Das Kürzel NFT steht für „Non fungible Tokens“. Das bedeutet so viel wie „nicht austauschbare Wertmarke“ und macht medial gegenwärtig eine große Welle, weil kleine Computergrafiken, die als NFT errechnet wurden, aufgrund ihres Unikat-Status plötzlich hunderttausende Euros wert sind.

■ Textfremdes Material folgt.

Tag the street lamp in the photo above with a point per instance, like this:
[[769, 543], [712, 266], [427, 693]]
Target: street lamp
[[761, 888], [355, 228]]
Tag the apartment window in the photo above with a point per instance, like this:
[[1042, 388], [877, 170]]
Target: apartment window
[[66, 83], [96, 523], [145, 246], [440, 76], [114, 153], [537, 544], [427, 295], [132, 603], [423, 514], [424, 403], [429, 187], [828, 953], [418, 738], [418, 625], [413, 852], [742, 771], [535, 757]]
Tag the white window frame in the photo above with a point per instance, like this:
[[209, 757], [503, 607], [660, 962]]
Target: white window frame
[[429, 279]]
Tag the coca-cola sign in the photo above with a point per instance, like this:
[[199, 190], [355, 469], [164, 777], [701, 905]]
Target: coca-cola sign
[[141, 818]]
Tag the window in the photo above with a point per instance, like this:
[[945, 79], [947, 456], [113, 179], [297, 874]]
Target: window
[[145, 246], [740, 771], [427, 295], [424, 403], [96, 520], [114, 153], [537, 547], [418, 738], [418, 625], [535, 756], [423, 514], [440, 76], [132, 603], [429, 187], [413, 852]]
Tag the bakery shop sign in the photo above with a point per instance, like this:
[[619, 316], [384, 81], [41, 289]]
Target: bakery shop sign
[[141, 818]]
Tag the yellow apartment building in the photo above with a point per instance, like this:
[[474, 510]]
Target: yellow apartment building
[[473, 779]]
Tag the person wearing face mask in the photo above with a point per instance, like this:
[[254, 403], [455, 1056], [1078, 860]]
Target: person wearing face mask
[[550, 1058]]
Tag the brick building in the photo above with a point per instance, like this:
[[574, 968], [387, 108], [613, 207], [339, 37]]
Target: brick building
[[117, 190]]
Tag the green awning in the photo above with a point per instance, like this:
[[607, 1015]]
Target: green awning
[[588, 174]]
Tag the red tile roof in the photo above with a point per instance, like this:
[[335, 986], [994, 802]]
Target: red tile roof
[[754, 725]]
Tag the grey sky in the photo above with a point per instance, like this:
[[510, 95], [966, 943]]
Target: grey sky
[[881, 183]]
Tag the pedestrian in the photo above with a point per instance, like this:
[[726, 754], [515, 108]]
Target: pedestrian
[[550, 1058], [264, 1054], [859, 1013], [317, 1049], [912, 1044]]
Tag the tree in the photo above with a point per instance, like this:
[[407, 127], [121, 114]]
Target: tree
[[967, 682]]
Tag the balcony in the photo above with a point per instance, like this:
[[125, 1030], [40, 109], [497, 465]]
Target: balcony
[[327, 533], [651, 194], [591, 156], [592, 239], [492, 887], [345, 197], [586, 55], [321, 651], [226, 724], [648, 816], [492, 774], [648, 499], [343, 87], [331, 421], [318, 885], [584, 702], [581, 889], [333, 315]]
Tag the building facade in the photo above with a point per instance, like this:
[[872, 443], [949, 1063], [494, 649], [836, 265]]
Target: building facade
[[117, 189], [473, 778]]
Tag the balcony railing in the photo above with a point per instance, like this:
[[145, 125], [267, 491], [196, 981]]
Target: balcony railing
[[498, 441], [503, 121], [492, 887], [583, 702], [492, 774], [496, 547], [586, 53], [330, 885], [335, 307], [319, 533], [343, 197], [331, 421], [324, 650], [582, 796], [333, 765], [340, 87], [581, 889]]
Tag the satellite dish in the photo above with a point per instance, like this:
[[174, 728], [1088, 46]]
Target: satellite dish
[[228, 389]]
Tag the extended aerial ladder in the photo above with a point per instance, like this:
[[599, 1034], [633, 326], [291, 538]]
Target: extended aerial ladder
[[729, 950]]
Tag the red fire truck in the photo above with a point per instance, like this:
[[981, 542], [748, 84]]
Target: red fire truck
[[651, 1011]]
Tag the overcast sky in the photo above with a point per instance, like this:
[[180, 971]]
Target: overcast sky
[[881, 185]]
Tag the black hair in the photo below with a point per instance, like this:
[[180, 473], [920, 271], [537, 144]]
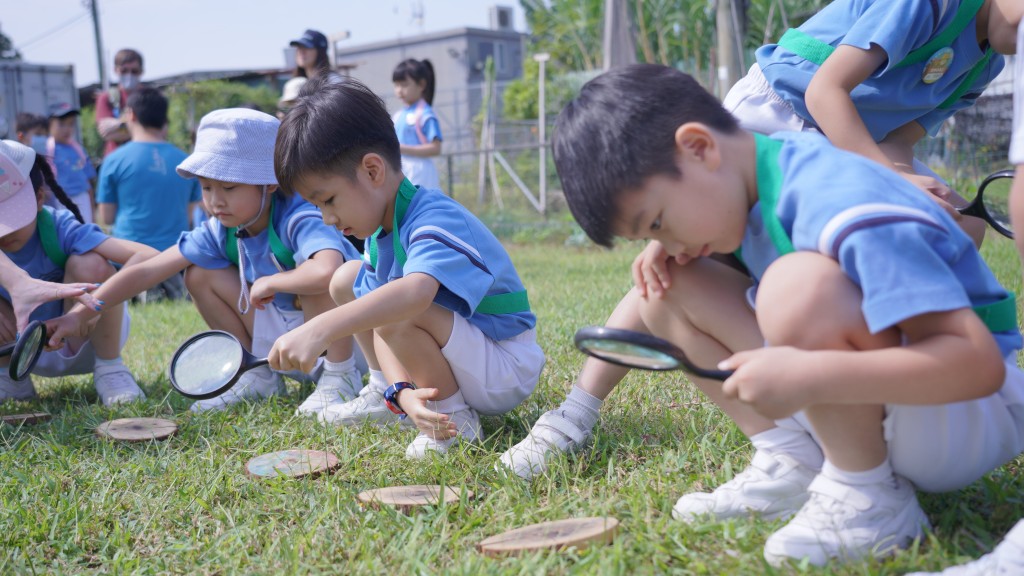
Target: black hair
[[126, 55], [417, 71], [330, 129], [41, 173], [621, 131], [150, 107], [26, 121]]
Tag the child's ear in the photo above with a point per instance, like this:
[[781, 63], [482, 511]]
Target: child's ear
[[696, 141]]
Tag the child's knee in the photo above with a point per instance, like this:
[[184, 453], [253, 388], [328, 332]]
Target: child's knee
[[805, 300], [87, 268], [342, 282]]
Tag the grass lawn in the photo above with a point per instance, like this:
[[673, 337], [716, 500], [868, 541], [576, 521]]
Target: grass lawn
[[71, 502]]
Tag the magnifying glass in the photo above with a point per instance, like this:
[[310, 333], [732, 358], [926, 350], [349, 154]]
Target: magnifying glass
[[637, 350], [25, 352], [992, 202], [209, 364]]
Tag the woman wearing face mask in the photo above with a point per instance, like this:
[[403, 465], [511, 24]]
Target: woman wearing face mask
[[128, 66]]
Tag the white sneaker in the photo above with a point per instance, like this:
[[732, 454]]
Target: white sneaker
[[256, 383], [15, 389], [369, 407], [553, 434], [773, 486], [115, 384], [332, 388], [849, 523], [466, 421], [1006, 560]]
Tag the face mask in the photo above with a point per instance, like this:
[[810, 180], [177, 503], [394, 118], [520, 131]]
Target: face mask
[[129, 81], [39, 145]]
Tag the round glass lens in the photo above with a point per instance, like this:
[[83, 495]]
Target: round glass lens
[[207, 364], [629, 354]]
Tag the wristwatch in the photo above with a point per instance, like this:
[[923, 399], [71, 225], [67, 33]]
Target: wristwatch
[[391, 401]]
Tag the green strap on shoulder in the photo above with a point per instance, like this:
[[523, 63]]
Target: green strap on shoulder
[[998, 317], [47, 230], [817, 51], [509, 302], [281, 252]]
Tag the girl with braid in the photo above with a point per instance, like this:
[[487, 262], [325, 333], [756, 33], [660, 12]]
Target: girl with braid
[[55, 245]]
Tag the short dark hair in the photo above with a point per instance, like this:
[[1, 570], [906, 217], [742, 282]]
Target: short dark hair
[[26, 121], [126, 55], [621, 131], [330, 129], [150, 107]]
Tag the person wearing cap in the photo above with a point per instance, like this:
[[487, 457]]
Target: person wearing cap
[[289, 94], [75, 171], [263, 247], [110, 105], [310, 57], [55, 245], [138, 192]]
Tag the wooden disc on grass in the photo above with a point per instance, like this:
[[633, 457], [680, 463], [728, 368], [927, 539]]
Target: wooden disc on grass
[[577, 532], [26, 419], [292, 463], [407, 497], [137, 429]]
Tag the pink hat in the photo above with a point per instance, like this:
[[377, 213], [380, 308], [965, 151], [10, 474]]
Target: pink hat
[[17, 198]]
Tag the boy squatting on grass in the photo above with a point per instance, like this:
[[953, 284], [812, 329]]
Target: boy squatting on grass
[[896, 383], [56, 245], [262, 247], [436, 296]]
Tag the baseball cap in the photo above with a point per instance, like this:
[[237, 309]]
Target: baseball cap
[[233, 145], [59, 110], [311, 39], [17, 198]]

Tatsächlich gingen einige dieser winzigen Grafiken für sensationelle Beträge über den virtuellen Ladentisch und wanderten ins Wallet, das virtuelle Portemonnaie ihrer neuen Eigentümer.

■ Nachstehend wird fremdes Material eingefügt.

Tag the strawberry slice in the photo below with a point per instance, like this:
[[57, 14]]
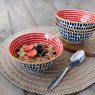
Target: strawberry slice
[[32, 53], [29, 48]]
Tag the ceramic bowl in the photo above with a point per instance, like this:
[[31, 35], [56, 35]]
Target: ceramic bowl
[[73, 36], [32, 38], [76, 19], [86, 31]]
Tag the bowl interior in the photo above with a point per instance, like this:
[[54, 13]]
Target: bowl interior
[[36, 38], [76, 15]]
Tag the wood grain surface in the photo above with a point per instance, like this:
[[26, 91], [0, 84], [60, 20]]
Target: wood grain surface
[[16, 15]]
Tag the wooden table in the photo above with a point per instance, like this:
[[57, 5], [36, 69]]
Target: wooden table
[[16, 15]]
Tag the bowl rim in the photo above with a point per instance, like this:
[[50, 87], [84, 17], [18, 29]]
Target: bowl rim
[[73, 28], [37, 62], [73, 10], [61, 26]]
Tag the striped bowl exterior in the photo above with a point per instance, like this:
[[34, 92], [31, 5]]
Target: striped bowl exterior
[[35, 38], [78, 19]]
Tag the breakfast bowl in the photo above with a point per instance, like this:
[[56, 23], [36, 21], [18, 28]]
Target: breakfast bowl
[[73, 36], [76, 19], [86, 31], [35, 51]]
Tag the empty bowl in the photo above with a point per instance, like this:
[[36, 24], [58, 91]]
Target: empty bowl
[[76, 19], [33, 38], [75, 26]]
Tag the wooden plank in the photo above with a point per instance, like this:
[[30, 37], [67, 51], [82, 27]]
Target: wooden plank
[[5, 29], [19, 15], [42, 12], [73, 4], [88, 91], [6, 88], [93, 88]]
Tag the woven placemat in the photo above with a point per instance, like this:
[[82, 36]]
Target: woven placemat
[[76, 80]]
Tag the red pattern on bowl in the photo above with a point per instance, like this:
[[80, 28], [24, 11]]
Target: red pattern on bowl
[[35, 38], [76, 15]]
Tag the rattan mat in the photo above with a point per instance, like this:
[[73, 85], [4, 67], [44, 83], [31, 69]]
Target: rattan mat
[[76, 80]]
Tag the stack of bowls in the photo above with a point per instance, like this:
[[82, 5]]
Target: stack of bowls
[[75, 26]]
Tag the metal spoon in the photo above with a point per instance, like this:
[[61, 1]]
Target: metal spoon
[[76, 59]]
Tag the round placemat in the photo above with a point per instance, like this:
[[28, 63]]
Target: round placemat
[[76, 79]]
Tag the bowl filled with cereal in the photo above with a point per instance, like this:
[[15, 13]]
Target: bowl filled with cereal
[[35, 51]]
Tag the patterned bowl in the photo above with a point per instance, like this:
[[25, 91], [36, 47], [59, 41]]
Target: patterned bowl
[[32, 38], [76, 19], [73, 36], [86, 31]]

„ In Zeiten von Fake- News und Propaganda wird es denjenigen,
die von wahren und verlässlichen Informationen abhängig sind,
immer wertvoller werden, sichere und verlässliche Informationen zu bekommen“
Wir erinnern uns: Die Versteigerung der UMTS-Lizenzen brachte im Jahr 2000 dem damaligen Finanzminister Hans Eichel knapp 100 Milliarden Mark ein. Bei den UMTS- Lizenzen wurde noch von vielen die heutzutage im Zeitalter von Smartphone und Co. absurd anmutende Frage gestellt, wer denn mobiles Internet bräuchte. So stellt sich heutzutage auch die Frage, wer NFTs braucht –am Ende jeder von uns.
Das Beeindruckende an dieser Technik, die zur Blockchaintechnologie gehört, ist das Phänomen, alles als NFT errechnen zu können. Die Besonderheit ist, dass sich nicht nur virtuelle Dinge in Gestalt eines NFT darstellen lassen: Angefangen von Kunstwerken, deren Echtheit mit einem NFT bewiesen werden kann, bis hin zur Besitzurkunde für ein Haus, ein Auto, eines Schmuckstücks oder auch eines Anteils an einem Unternehmen lässt sich als NFT abbilden. Ein solches Token kann eben auch eine kleine Grafikdatei sein, die aufgrund ihrer Einmaligkeit plötzlich einen ungeheuren Wert hat. Der Clou an dieser Technologie ist einerseits die Unteilbarkeit, anderseits die Unnachahmbarkeit.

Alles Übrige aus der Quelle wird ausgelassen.